Why we built Etiq

Chris Billingham

March 28, 2025

Blog

Let's be honest about data science for a moment. It's not just challenging because of complex algorithms or massive datasets. It's challenging because data scientists are playing a mental game of 3D chess that their tools simply don't support.

At Etiq AI, we've spent countless hours listening to data scientists explain their real-world challenges. We've observed them struggling with three different worldviews simultaneously, trying to make sense of legacy code, and attempting to explain complex pipelines to non-technical stakeholders.

We've built a solution that works the way data scientists do - not the other way around. We're not here to tell data scientists how to do their jobs or force them to learn yet another tool. We're here to make their lives easier by responding to their actual needs - making debugging effortless, testing straightforward, and production readiness achievable.

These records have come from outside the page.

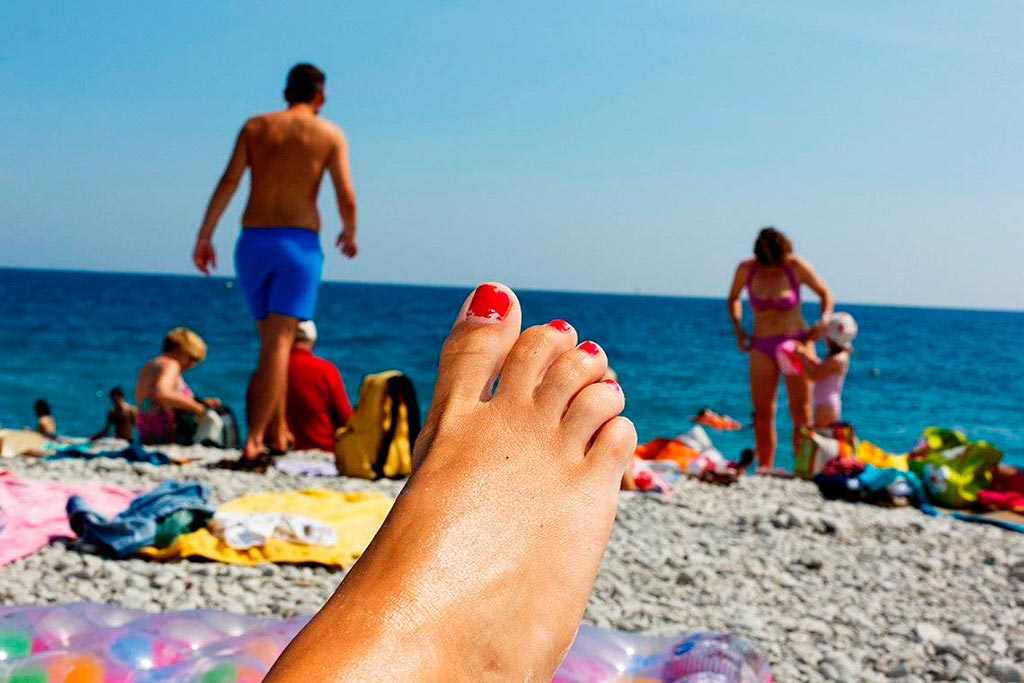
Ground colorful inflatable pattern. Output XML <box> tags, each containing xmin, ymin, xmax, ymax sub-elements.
<box><xmin>0</xmin><ymin>603</ymin><xmax>772</xmax><ymax>683</ymax></box>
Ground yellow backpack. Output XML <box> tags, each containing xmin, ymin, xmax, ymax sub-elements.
<box><xmin>334</xmin><ymin>370</ymin><xmax>420</xmax><ymax>479</ymax></box>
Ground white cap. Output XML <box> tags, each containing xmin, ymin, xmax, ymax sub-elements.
<box><xmin>295</xmin><ymin>321</ymin><xmax>316</xmax><ymax>343</ymax></box>
<box><xmin>825</xmin><ymin>313</ymin><xmax>857</xmax><ymax>346</ymax></box>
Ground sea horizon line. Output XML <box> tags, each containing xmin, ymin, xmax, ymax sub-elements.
<box><xmin>0</xmin><ymin>265</ymin><xmax>1024</xmax><ymax>314</ymax></box>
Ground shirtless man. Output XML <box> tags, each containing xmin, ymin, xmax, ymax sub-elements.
<box><xmin>193</xmin><ymin>63</ymin><xmax>358</xmax><ymax>461</ymax></box>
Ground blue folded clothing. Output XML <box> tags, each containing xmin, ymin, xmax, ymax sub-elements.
<box><xmin>67</xmin><ymin>481</ymin><xmax>214</xmax><ymax>558</ymax></box>
<box><xmin>46</xmin><ymin>441</ymin><xmax>171</xmax><ymax>465</ymax></box>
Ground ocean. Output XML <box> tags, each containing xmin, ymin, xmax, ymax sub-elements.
<box><xmin>0</xmin><ymin>269</ymin><xmax>1024</xmax><ymax>467</ymax></box>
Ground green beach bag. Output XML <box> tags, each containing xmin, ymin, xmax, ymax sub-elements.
<box><xmin>909</xmin><ymin>427</ymin><xmax>1002</xmax><ymax>508</ymax></box>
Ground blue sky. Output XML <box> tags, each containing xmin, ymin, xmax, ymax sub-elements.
<box><xmin>0</xmin><ymin>0</ymin><xmax>1024</xmax><ymax>309</ymax></box>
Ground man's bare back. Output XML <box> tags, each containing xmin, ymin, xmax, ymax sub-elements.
<box><xmin>240</xmin><ymin>108</ymin><xmax>345</xmax><ymax>230</ymax></box>
<box><xmin>193</xmin><ymin>63</ymin><xmax>358</xmax><ymax>463</ymax></box>
<box><xmin>193</xmin><ymin>102</ymin><xmax>358</xmax><ymax>274</ymax></box>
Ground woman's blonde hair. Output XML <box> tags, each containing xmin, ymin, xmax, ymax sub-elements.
<box><xmin>164</xmin><ymin>328</ymin><xmax>206</xmax><ymax>362</ymax></box>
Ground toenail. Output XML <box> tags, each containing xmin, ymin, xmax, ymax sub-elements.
<box><xmin>466</xmin><ymin>285</ymin><xmax>512</xmax><ymax>322</ymax></box>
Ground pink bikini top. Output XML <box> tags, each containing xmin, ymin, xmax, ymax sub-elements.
<box><xmin>746</xmin><ymin>262</ymin><xmax>800</xmax><ymax>312</ymax></box>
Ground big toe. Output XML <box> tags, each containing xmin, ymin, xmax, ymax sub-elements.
<box><xmin>414</xmin><ymin>283</ymin><xmax>522</xmax><ymax>462</ymax></box>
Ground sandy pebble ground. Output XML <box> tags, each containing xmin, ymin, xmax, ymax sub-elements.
<box><xmin>0</xmin><ymin>449</ymin><xmax>1024</xmax><ymax>683</ymax></box>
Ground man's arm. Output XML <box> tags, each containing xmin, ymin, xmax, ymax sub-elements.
<box><xmin>329</xmin><ymin>368</ymin><xmax>352</xmax><ymax>428</ymax></box>
<box><xmin>327</xmin><ymin>130</ymin><xmax>359</xmax><ymax>258</ymax></box>
<box><xmin>193</xmin><ymin>124</ymin><xmax>249</xmax><ymax>275</ymax></box>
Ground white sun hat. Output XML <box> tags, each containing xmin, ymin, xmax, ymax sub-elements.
<box><xmin>825</xmin><ymin>312</ymin><xmax>857</xmax><ymax>347</ymax></box>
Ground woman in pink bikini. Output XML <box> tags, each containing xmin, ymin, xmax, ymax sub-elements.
<box><xmin>135</xmin><ymin>328</ymin><xmax>220</xmax><ymax>443</ymax></box>
<box><xmin>727</xmin><ymin>227</ymin><xmax>834</xmax><ymax>471</ymax></box>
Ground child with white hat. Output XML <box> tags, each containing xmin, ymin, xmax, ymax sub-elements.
<box><xmin>796</xmin><ymin>313</ymin><xmax>857</xmax><ymax>427</ymax></box>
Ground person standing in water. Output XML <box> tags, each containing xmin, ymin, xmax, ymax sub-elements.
<box><xmin>727</xmin><ymin>226</ymin><xmax>833</xmax><ymax>471</ymax></box>
<box><xmin>92</xmin><ymin>387</ymin><xmax>138</xmax><ymax>441</ymax></box>
<box><xmin>193</xmin><ymin>63</ymin><xmax>358</xmax><ymax>461</ymax></box>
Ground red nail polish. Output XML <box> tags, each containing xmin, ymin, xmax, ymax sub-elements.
<box><xmin>466</xmin><ymin>285</ymin><xmax>512</xmax><ymax>322</ymax></box>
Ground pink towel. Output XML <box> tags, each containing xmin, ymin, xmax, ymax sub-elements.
<box><xmin>0</xmin><ymin>470</ymin><xmax>134</xmax><ymax>565</ymax></box>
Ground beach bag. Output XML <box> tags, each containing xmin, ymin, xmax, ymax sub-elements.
<box><xmin>909</xmin><ymin>438</ymin><xmax>1002</xmax><ymax>508</ymax></box>
<box><xmin>911</xmin><ymin>427</ymin><xmax>968</xmax><ymax>454</ymax></box>
<box><xmin>194</xmin><ymin>405</ymin><xmax>240</xmax><ymax>449</ymax></box>
<box><xmin>854</xmin><ymin>440</ymin><xmax>908</xmax><ymax>472</ymax></box>
<box><xmin>334</xmin><ymin>370</ymin><xmax>420</xmax><ymax>479</ymax></box>
<box><xmin>793</xmin><ymin>422</ymin><xmax>857</xmax><ymax>479</ymax></box>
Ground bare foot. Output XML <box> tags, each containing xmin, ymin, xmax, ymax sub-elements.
<box><xmin>266</xmin><ymin>284</ymin><xmax>636</xmax><ymax>683</ymax></box>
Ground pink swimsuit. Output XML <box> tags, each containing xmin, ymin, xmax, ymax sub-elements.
<box><xmin>746</xmin><ymin>262</ymin><xmax>807</xmax><ymax>361</ymax></box>
<box><xmin>137</xmin><ymin>360</ymin><xmax>195</xmax><ymax>443</ymax></box>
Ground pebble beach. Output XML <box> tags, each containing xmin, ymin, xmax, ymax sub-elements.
<box><xmin>0</xmin><ymin>447</ymin><xmax>1024</xmax><ymax>683</ymax></box>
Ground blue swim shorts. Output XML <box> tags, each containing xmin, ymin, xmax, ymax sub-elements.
<box><xmin>234</xmin><ymin>227</ymin><xmax>324</xmax><ymax>321</ymax></box>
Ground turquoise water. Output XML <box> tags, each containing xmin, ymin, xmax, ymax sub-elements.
<box><xmin>0</xmin><ymin>269</ymin><xmax>1024</xmax><ymax>465</ymax></box>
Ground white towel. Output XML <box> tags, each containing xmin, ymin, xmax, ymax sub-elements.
<box><xmin>210</xmin><ymin>512</ymin><xmax>338</xmax><ymax>550</ymax></box>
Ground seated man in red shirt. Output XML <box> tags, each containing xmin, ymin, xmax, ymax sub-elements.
<box><xmin>285</xmin><ymin>321</ymin><xmax>352</xmax><ymax>453</ymax></box>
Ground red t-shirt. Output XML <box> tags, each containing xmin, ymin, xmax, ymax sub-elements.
<box><xmin>285</xmin><ymin>347</ymin><xmax>352</xmax><ymax>452</ymax></box>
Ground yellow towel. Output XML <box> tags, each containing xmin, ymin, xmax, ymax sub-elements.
<box><xmin>139</xmin><ymin>488</ymin><xmax>393</xmax><ymax>568</ymax></box>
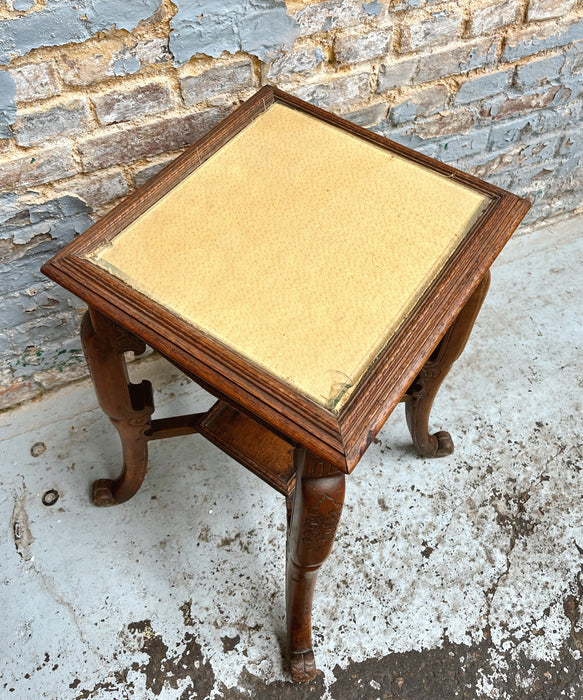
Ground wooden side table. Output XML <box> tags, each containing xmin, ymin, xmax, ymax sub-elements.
<box><xmin>43</xmin><ymin>87</ymin><xmax>529</xmax><ymax>681</ymax></box>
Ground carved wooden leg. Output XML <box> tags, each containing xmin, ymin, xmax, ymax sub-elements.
<box><xmin>286</xmin><ymin>447</ymin><xmax>344</xmax><ymax>683</ymax></box>
<box><xmin>81</xmin><ymin>309</ymin><xmax>154</xmax><ymax>506</ymax></box>
<box><xmin>405</xmin><ymin>272</ymin><xmax>490</xmax><ymax>457</ymax></box>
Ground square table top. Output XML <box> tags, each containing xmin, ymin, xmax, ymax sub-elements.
<box><xmin>90</xmin><ymin>103</ymin><xmax>490</xmax><ymax>411</ymax></box>
<box><xmin>45</xmin><ymin>88</ymin><xmax>528</xmax><ymax>470</ymax></box>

But what are the real challenges data scientists face and how are Etiq addressing them with empathy and practicality.

The Problems for Data Scientists in the Real World

You're Playing 3D Chess in Your Head

If you've ever been 600 lines deep into a script and wondered, "Who am I anymore?" you're not alone. As a data scientist, you're not just thinking about code like a software engineer would. You're simultaneously juggling three different states:

What your code is doing - the functions, the logic flow
What your data is doing - its shape, distributions, and quality
How these two interact - which transformations affect which features

This mental juggling act becomes increasingly difficult as projects grow in complexity. It's no wonder that people get lost sometimes - you can be deep into writing code and it's difficult to know how you got there, what's happening to your data along the way, and how all these pieces fit together.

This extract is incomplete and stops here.